The Workflow Automation Hierarchy
- Level 1: Single task automation (one tool, one action)
- Level 2: Multi-step workflow (connected tools, fixed logic)
- Level 3: AI-enhanced workflow (AI decisions at key points)
- Level 4: Agentic workflow (AI plans and executes autonomously)
- Level 5: Multi-agent pipeline (specialised agents collaborate)
The Anatomy of an AI Workflow
Every AI workflow has the same structure regardless of complexity. Understanding the parts makes building them significantly easier.
Trigger: What starts the workflow. Could be a new email, a form submission, a scheduled time, a webhook from another system, or a manual button press.
Data collection: Gathering any information the AI needs. The email body, the form fields, the customer record from your CRM.
AI processing: Where intelligence is applied. Classification, summarisation, generation, decision-making. This is the step that makes the workflow smart rather than just automated.
Actions: What happens based on the AI's output. Send an email, create a record, post to Slack, update a database, generate a document.
Logging and monitoring: Recording what the workflow did, for review, audit, and improvement.
Workflow 1 — Lead Research and Outreach Pipeline
Trigger: New contact added to CRM (HubSpot, Salesforce, Pipedrive)
- Enrich the lead — Pull company data from Clearbit or Apollo. Pull LinkedIn data if available. Add to the record.
- AI qualification — Send all data to Claude or GPT-4: "Based on this company profile, score this lead 1-10 for fit with our product [product description]. Explain your reasoning in 2 sentences."
- Branch on score — If score ≥ 7: continue to outreach. If score < 7: add to nurture sequence and stop.
- AI writes personalised email — Prompt: "Write a personalised cold email to [name] at [company]. Reference [specific company detail from enrichment]. Connect it to how we help [their industry] companies achieve [specific outcome]. 150 words max."
- Human review queue — Post to Slack with approve/edit/reject buttons. Human approves or edits within 5 minutes.
- Send and log — On approval, send via Gmail. Log the email content, score, and outcome to your CRM and a tracking sheet.
Workflow 2 — Content Repurposing Engine
One piece of content becomes many, automatically. Trigger: New blog post published on your WordPress/Webflow site.
- Extract content — Fetch the full article text via webhook or RSS feed.
- Generate social variants — AI produces: 3 LinkedIn posts (different angles), 5 Twitter/X posts, 1 Facebook post, 2 Instagram captions. Each adapted for the platform's format and audience.
- Generate email newsletter section — AI writes a 150-word newsletter excerpt with a link back to the full article.
- Schedule everything — Post all social content to Buffer or Hootsuite with appropriate scheduling (spread over the next 2 weeks). Add newsletter excerpt to Mailchimp draft.
- Notify team — Slack message: "Content repurposed: [article title]. [X] social posts scheduled. Newsletter section added to draft."
Workflow 3 — Customer Support Triage
Trigger: New support ticket arrives (via email, Intercom, Zendesk, or Freshdesk)
- AI classification — Categorise: Bug report / Feature request / Billing question / Account issue / General enquiry. Also assess: Urgency (Low/Medium/High/Critical) and Sentiment (Positive/Neutral/Frustrated/Angry).

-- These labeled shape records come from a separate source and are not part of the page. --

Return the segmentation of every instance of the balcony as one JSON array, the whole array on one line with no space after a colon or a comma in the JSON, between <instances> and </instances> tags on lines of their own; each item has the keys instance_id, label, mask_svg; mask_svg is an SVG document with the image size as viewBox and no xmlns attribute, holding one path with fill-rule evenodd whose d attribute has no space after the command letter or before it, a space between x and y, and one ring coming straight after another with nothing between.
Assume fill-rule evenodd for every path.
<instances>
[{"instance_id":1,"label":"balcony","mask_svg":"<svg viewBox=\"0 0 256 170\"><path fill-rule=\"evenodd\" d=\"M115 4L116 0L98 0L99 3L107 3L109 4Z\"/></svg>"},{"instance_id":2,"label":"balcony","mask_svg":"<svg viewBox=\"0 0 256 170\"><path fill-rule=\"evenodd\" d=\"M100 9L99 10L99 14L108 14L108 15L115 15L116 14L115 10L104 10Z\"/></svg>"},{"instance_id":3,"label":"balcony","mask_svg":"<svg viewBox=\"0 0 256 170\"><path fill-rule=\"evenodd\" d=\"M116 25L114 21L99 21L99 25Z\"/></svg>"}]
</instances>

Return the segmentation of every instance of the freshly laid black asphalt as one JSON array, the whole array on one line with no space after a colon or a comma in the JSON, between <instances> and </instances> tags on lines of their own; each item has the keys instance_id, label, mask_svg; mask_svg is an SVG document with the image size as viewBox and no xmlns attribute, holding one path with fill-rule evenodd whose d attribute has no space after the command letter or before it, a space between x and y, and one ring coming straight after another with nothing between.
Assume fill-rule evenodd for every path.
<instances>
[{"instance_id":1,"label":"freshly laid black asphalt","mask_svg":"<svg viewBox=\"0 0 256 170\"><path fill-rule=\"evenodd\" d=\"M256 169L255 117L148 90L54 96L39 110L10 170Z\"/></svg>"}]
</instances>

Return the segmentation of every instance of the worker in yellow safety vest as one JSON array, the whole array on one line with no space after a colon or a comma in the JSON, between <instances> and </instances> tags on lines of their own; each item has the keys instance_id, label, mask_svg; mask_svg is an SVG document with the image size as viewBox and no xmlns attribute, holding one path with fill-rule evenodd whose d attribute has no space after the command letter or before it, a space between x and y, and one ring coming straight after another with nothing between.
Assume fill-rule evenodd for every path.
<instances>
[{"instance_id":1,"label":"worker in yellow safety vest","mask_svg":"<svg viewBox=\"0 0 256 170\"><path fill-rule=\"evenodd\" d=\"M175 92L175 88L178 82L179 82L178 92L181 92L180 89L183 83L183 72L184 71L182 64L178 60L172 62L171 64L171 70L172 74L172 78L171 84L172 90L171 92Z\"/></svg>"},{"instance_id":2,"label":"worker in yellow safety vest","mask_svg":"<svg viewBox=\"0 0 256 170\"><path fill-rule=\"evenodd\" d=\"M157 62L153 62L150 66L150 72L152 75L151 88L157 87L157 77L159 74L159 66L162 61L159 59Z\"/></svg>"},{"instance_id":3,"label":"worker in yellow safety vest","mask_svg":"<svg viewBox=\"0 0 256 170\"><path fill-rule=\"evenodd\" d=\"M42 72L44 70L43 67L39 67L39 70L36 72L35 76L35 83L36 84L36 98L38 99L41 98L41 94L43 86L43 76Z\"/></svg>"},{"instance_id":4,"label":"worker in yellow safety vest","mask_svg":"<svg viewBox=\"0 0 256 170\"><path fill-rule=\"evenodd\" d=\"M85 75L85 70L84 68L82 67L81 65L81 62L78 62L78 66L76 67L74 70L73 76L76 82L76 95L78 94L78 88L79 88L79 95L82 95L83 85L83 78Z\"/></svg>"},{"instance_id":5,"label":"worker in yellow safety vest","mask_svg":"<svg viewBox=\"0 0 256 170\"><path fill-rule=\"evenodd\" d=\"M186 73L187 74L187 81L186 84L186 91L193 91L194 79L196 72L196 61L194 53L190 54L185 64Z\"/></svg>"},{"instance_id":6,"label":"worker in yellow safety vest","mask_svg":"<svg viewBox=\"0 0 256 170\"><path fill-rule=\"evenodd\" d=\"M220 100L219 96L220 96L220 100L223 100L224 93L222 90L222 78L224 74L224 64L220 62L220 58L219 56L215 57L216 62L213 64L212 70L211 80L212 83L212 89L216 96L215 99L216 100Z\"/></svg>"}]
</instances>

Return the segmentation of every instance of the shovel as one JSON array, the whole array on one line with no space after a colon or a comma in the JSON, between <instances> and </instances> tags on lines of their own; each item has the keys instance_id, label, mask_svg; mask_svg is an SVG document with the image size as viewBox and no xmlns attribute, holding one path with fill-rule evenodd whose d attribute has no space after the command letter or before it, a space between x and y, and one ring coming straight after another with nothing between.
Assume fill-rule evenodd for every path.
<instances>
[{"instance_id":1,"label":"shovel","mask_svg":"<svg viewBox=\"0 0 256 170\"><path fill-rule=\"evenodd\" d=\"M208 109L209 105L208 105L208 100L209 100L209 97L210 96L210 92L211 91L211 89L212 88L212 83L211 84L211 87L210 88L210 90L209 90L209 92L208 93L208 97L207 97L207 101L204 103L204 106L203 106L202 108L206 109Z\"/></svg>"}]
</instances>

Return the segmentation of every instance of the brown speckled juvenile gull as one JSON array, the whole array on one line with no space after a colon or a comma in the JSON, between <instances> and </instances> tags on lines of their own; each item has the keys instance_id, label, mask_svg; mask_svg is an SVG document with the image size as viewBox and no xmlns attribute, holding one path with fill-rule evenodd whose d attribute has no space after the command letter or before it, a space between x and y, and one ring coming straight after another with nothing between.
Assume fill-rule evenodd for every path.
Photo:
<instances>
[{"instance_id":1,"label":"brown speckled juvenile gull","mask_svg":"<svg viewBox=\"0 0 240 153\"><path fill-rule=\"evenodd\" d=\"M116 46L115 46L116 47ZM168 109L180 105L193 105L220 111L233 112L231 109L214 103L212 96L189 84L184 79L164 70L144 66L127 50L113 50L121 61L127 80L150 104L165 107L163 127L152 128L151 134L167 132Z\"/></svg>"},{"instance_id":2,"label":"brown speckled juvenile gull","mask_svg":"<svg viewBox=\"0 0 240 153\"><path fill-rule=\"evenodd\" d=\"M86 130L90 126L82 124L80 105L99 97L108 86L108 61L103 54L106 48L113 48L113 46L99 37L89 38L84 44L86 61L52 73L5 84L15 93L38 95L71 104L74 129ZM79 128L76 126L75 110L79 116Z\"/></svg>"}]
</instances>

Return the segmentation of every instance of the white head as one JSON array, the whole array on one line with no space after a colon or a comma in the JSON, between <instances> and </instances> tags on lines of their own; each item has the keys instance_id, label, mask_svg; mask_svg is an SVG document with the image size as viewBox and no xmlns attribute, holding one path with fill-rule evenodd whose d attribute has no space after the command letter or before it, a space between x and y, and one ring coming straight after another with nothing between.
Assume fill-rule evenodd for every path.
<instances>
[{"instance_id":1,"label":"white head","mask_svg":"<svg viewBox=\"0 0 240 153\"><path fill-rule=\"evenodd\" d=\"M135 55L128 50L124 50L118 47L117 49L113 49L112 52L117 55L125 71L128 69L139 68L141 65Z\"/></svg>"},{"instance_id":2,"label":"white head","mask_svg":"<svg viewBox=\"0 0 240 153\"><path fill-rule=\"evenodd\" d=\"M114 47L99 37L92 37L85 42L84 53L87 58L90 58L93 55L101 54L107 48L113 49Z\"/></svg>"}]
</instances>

- Route appropriately — Critical + Angry → alert senior support via Slack immediately. Billing → route to finance queue. Bug → create GitHub issue automatically.

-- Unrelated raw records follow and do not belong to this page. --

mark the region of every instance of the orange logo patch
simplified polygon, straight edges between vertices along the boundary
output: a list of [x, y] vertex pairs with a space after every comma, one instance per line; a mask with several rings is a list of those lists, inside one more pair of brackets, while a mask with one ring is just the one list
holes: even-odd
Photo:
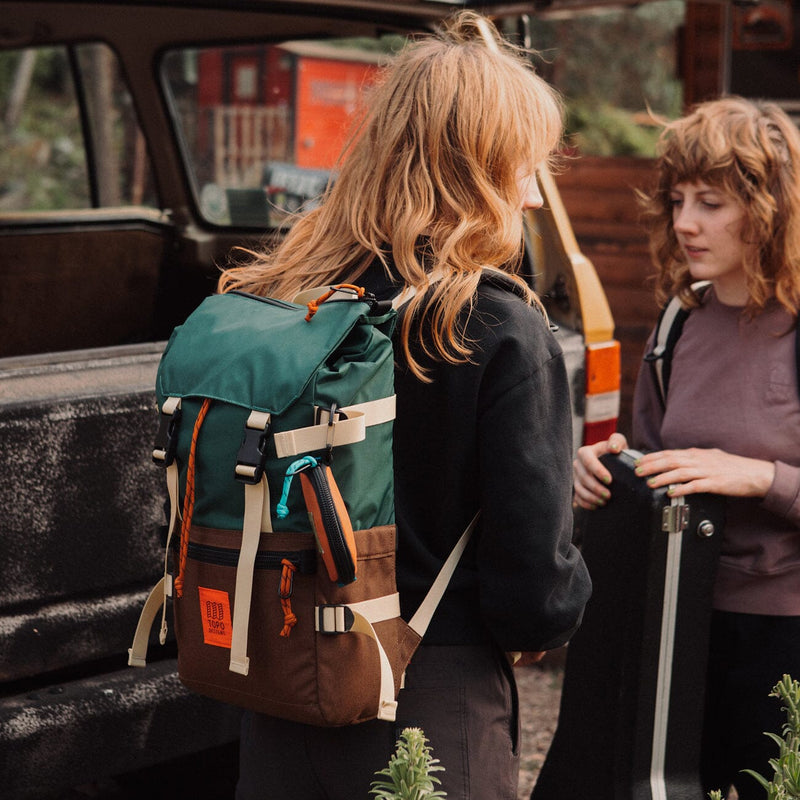
[[199, 586], [200, 619], [203, 622], [203, 641], [215, 647], [231, 648], [231, 604], [228, 593]]

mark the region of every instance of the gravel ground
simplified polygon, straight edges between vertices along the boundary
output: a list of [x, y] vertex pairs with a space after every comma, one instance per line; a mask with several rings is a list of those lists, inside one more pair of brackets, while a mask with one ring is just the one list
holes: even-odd
[[522, 758], [517, 797], [528, 800], [556, 730], [564, 672], [560, 665], [537, 665], [518, 668], [515, 674], [522, 717]]
[[[522, 758], [518, 800], [529, 800], [531, 789], [544, 763], [547, 749], [556, 729], [558, 707], [561, 699], [563, 666], [555, 659], [532, 667], [515, 670], [519, 691], [522, 724]], [[435, 754], [434, 754], [435, 755]], [[201, 791], [193, 791], [195, 800], [223, 800], [233, 796], [236, 774], [235, 746], [215, 751], [219, 766], [216, 782], [206, 783]], [[173, 762], [168, 771], [163, 767], [143, 770], [126, 779], [103, 780], [76, 787], [66, 792], [48, 795], [40, 800], [133, 800], [133, 798], [175, 797], [186, 795], [185, 776], [196, 772], [192, 758]], [[159, 787], [158, 795], [152, 794]]]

- Draft initial response — AI writes a personalised first response acknowledging the issue, setting expectations on timeline, and providing any immediately applicable self-service links.
- Human review for frustrated/angry customers — Flag these for a human to review and personalise before sending. Auto-send for routine enquiries.

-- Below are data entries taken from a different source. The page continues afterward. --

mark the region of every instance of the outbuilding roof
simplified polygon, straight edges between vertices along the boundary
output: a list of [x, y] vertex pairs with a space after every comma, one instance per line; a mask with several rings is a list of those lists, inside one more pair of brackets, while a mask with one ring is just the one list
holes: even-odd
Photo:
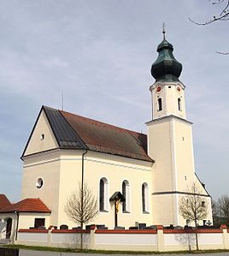
[[147, 154], [147, 135], [144, 134], [47, 106], [43, 106], [43, 110], [62, 149], [87, 149], [153, 161]]
[[7, 212], [40, 212], [50, 213], [51, 211], [40, 199], [25, 199], [18, 203], [12, 204], [0, 209], [0, 213]]

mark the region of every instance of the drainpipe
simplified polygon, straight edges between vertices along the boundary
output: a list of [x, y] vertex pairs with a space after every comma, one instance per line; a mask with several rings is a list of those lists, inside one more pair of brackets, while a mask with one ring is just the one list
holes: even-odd
[[15, 235], [15, 241], [17, 241], [17, 233], [18, 233], [18, 224], [19, 224], [19, 211], [15, 211], [15, 213], [17, 215], [17, 226], [16, 226], [16, 235]]
[[[85, 179], [85, 155], [87, 153], [87, 149], [82, 154], [82, 174], [81, 174], [81, 212], [83, 213], [83, 196], [84, 196], [84, 179]], [[81, 223], [81, 229], [83, 229], [83, 223]]]

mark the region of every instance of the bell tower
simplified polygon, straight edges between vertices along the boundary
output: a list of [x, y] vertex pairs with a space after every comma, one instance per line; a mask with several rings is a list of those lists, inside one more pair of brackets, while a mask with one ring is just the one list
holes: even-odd
[[173, 57], [173, 47], [165, 39], [158, 45], [158, 57], [151, 66], [156, 82], [150, 87], [152, 95], [152, 119], [174, 115], [185, 119], [185, 88], [179, 80], [182, 65]]
[[146, 123], [148, 154], [155, 160], [153, 223], [184, 226], [185, 220], [179, 213], [180, 196], [194, 182], [198, 183], [203, 194], [208, 194], [195, 174], [192, 123], [186, 120], [185, 86], [179, 80], [182, 65], [173, 51], [173, 46], [166, 39], [163, 29], [158, 57], [151, 66], [156, 81], [150, 86], [152, 120]]

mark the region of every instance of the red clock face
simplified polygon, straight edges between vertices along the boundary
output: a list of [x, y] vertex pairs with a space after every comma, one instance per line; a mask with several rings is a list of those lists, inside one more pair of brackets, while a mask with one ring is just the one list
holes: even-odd
[[156, 87], [156, 92], [161, 92], [161, 86], [157, 86]]

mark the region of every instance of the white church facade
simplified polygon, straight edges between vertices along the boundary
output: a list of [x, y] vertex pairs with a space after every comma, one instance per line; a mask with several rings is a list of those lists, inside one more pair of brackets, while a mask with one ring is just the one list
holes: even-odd
[[[39, 224], [77, 226], [64, 205], [82, 181], [98, 201], [99, 213], [90, 223], [109, 229], [184, 226], [187, 220], [179, 212], [179, 201], [193, 183], [208, 207], [203, 221], [212, 223], [211, 197], [195, 173], [185, 86], [179, 79], [182, 65], [173, 51], [164, 38], [151, 67], [156, 81], [150, 87], [152, 120], [146, 122], [147, 134], [41, 108], [21, 157], [21, 201], [0, 208], [0, 229], [15, 236], [18, 229]], [[123, 199], [118, 211], [115, 194]]]

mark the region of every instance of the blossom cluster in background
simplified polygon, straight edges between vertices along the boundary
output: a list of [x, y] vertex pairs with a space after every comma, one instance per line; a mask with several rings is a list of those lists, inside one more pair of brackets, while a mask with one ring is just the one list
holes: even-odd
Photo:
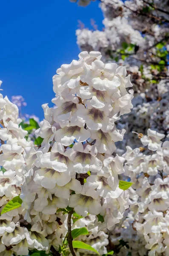
[[[83, 239], [106, 254], [108, 236], [103, 230], [112, 230], [129, 207], [129, 193], [118, 177], [125, 159], [112, 154], [125, 132], [115, 123], [133, 107], [130, 76], [122, 66], [104, 64], [99, 52], [83, 52], [79, 57], [57, 70], [56, 107], [42, 105], [39, 126], [33, 119], [28, 124], [18, 118], [17, 106], [1, 94], [2, 253], [63, 253], [67, 213], [73, 209], [72, 228], [86, 226], [89, 236]], [[34, 140], [29, 133], [32, 127], [37, 128]], [[20, 200], [21, 207], [9, 210]]]

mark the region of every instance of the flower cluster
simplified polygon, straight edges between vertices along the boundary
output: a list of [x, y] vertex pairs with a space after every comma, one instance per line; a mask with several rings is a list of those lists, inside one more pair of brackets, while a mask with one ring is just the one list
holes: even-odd
[[[18, 109], [0, 94], [0, 212], [6, 204], [20, 194], [25, 180], [24, 150], [30, 147], [24, 137], [27, 132], [19, 126]], [[0, 216], [0, 254], [26, 255], [34, 244], [28, 229], [23, 226], [24, 209], [20, 207]]]
[[[134, 230], [133, 233], [137, 232], [140, 242], [145, 245], [149, 256], [162, 255], [163, 253], [168, 255], [168, 136], [165, 138], [163, 134], [149, 129], [147, 135], [140, 136], [143, 147], [132, 149], [127, 146], [127, 151], [123, 155], [126, 161], [125, 175], [135, 183], [129, 189], [128, 217], [130, 223], [126, 228], [130, 234], [132, 227]], [[127, 238], [123, 238], [129, 241]], [[132, 239], [132, 242], [135, 247], [137, 239], [135, 241]]]
[[126, 89], [132, 85], [125, 69], [105, 65], [100, 52], [79, 57], [53, 77], [56, 108], [43, 106], [45, 119], [35, 133], [43, 141], [26, 151], [26, 162], [31, 157], [33, 163], [23, 187], [25, 218], [37, 225], [40, 215], [69, 205], [82, 216], [100, 214], [100, 228], [111, 228], [127, 207], [118, 178], [124, 159], [112, 154], [125, 132], [115, 122], [132, 107], [132, 90]]
[[23, 201], [0, 218], [0, 252], [7, 250], [7, 256], [58, 250], [68, 232], [67, 209], [86, 217], [76, 225], [83, 221], [91, 230], [83, 239], [103, 254], [108, 235], [102, 230], [112, 229], [129, 207], [129, 195], [119, 184], [125, 159], [112, 154], [125, 132], [115, 123], [132, 108], [130, 76], [122, 66], [105, 64], [99, 52], [79, 57], [53, 78], [55, 106], [42, 106], [39, 146], [24, 138], [17, 107], [0, 95], [0, 211], [16, 196]]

- Track and report — Log all tickets, classifications, response times, and resolutions to a dashboard for weekly review.
Building a Monitoring Dashboard
Every production AI workflow needs monitoring. At minimum, track:
- Volume: how many items processed per day/week
- Success rate: percentage completing without errors
- Human intervention rate: percentage needing manual override
- Time per item: average processing time
- Cost per item: API costs + platform costs divided by volume
Use a simple Google Sheets dashboard updated by your workflow's logging step. Review weekly. Workflows that show declining success rates or increasing intervention rates need prompt attention.